A decade ago in my own research area, medical image analysis, we would have labeled medical imaging AI technologists working with clinicians as interdisciplinary. Today, we also work with experts in human factors and with experimental psychologists to understand not only the accuracy and reliability of the systems we develop but to study, for instance, how human trust is essential for end user acceptance and safe deployment of those systems.15 This means the subject is becoming truly interdisciplinary, combining computer science, engineering, medicine, and the social sciences.
Do individuals necessarily need an interdisciplinary mix of skills? Probably not. And there are lessons academia might learn from the private sector in terms of how to effectively conduct SciAI research and development, by which a team of computer scientists, high-performance computing engineers, data managers and data governance specialists, science domain experts, and social scientists co-design, -build, and -evaluate models. Building scientific teams of this disciplinary breadth and depth comes at a cost, but where the potential scientific gain is great, this model of interdisciplinary scientific collaboration, including public-private sector partnerships, is likely to become more common.
As a final point, I want to comment on recent research on the effect of AI on critical thinking. Critical thinking is a fundamental cognitive skill and an essential part of problem-solving and reflective thinking in scientific work. A recent study by AI and society scholar Michael Gerlich found a significant negative correlation between frequent AI tool use and critical thinking.16 This suggests that as we move forward with more AI integration into the scientific method, we need to ensure that the benefits of cognitive offloading and the desire to be first in AI-based scientific discovery are not at the expense of critical thinking. If we do not, human scientists risk losing the habit of thinking. While AI tools may assist with the doing, the thinking in science and AI needs to remain the responsibility of the human.
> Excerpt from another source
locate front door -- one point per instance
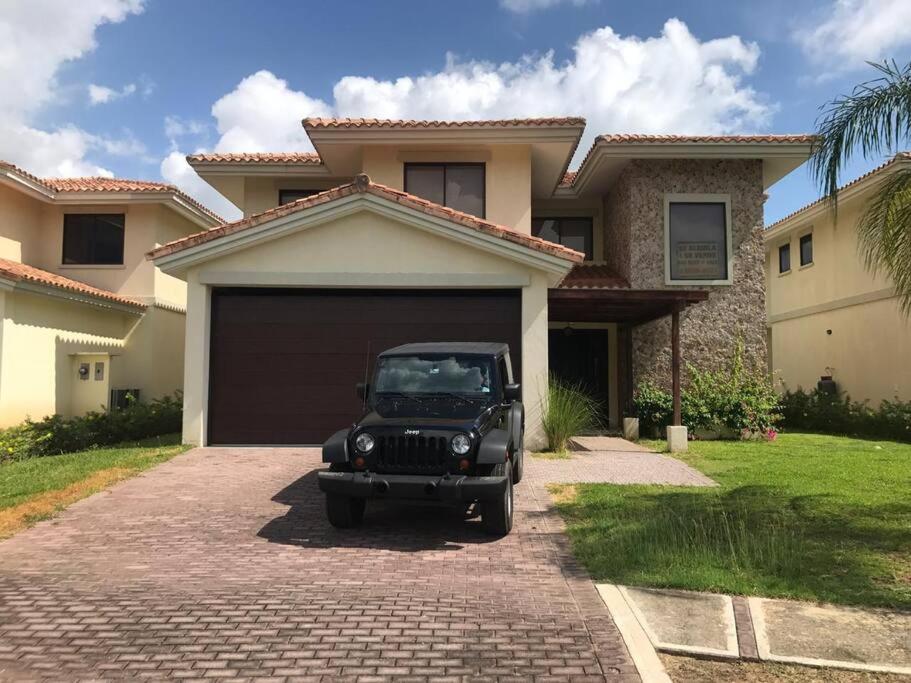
(579, 357)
Artificial intelligence technologies are supporting scientists in many disciplines to advance scientific discovery and improve productivity. Our responsibility as scientists is to ensure rigor in our standards of reproducibility of scientific evidence, the scientific integrity of AI-based work, and that human critical thinking stays at the heart of science advancement. The rapid adoption of new AI technologies for task automation and human-AI collaboration to empower human scientists is all but inevitable. While scientists are rightly concerned about how AI technologies work and behave, understanding the human element of human-AI collaboration in SciAI research may be the greater challenge.